All experiments were performed in accordance with the UK Animals (Scientific Procedures) Act (1986) and were approved by the University of Cambridge Ethical Review Panel. According to this approval, the number of subjects was limited to the minimum required to obtain scientifically meaningful results. Twenty male spontaneously hypertensive rats, 10 to 12 weeks of age, were used for surgical induction of ischemia. We chose to use this strain because it has been shown to result in the most consistent as well as extensive cortical ischemia after distal MCAo.19, 20 This manuscript was written up according to the Animal Research: Reporting of In Vivo Experiments (ARRIVE) guidelines for reporting animal experiments.

Anesthesia

All animals were induced with 4% isoflurane plus oxygen and nitrous oxide (ratio 0.3/0.7) and maintained with 2% isoflurane during surgical procedures. Temperature was maintained at 37°C throughout the surgery using a heating blanket.

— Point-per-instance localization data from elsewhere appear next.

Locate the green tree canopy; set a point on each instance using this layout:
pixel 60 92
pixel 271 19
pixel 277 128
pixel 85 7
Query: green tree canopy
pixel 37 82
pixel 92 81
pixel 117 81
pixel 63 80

Temporary Middle Cerebral Artery Occlusion

Rats were subjected to 15 minutes (n=12) or 45 minutes (n=8) distal clip tMCAo, and survived for 28 (n=14; 6 and 8 in each tMCAo group, respectively), 45 (n=3; all 15 minutes tMCAo), or 60 days (n=3; 15 minutes tMCAo). Findings in the subgroup of rats subjected to 45 minutes tMCAO have already been published in part elsewhere.9 The distal clip tMCAo model was performed using Buchan et al's method19 as implemented in our laboratory.9, 10, 21 Briefly, the left common carotid artery was isolated through a ventral midline incision on the neck and a loose ligature of 4-0 silk suture was placed around it. With the rat positioned onto its right flank, a 2.5 cm skin incision perpendicular to, and bisecting the line between the lateral canthus of the right eye and the external auditory canal was made, and the underlying temporalis muscle excised to reveal the base of the skull. Under direct visualization, the underlying temporalis muscle was excised and craniectomy was performed under saline irrigation to expose the left MCA through a 2-mm burr hole drilled 2 to 3 mm rostral to the fusion of the zygomatic arch with the squamosal bone. The dura was retracted to visualize the MCA at a position where it crosses the inferior cerebral vein, which lies within the rhinal fissure. A micro-aneurysm clip (No 1, Codman, Sundt AVM, Raynham, MA, USA) was placed on the MCA proximal to the point where it crosses the inferior cerebral vein, and the left common carotid artery was permanently ligated. The clip was removed after 15 or 45 minutes and the wound was closed after visual verification of the restoration of blood flow.10 The effects on tissue perfusion of distal ligation as performed in our laboratory have been published previously.10

Cryosectioning

The experiment was terminated by perfusion-fixation through the heart as detailed elsewhere.10 The whole brain was embedded in optimal cutting temperature medium and mounted on a specimen holder of a freezing sledge microtome for serial 40 μm coronal sections. Sections were collected from across the MCA territory, i.e. from the level of the forceps minor of the corpus callosum to the visual cortex and the superior colliculi (bregma 3.7 to −6.80 mm)10 and mounted on gelatine-coated slides.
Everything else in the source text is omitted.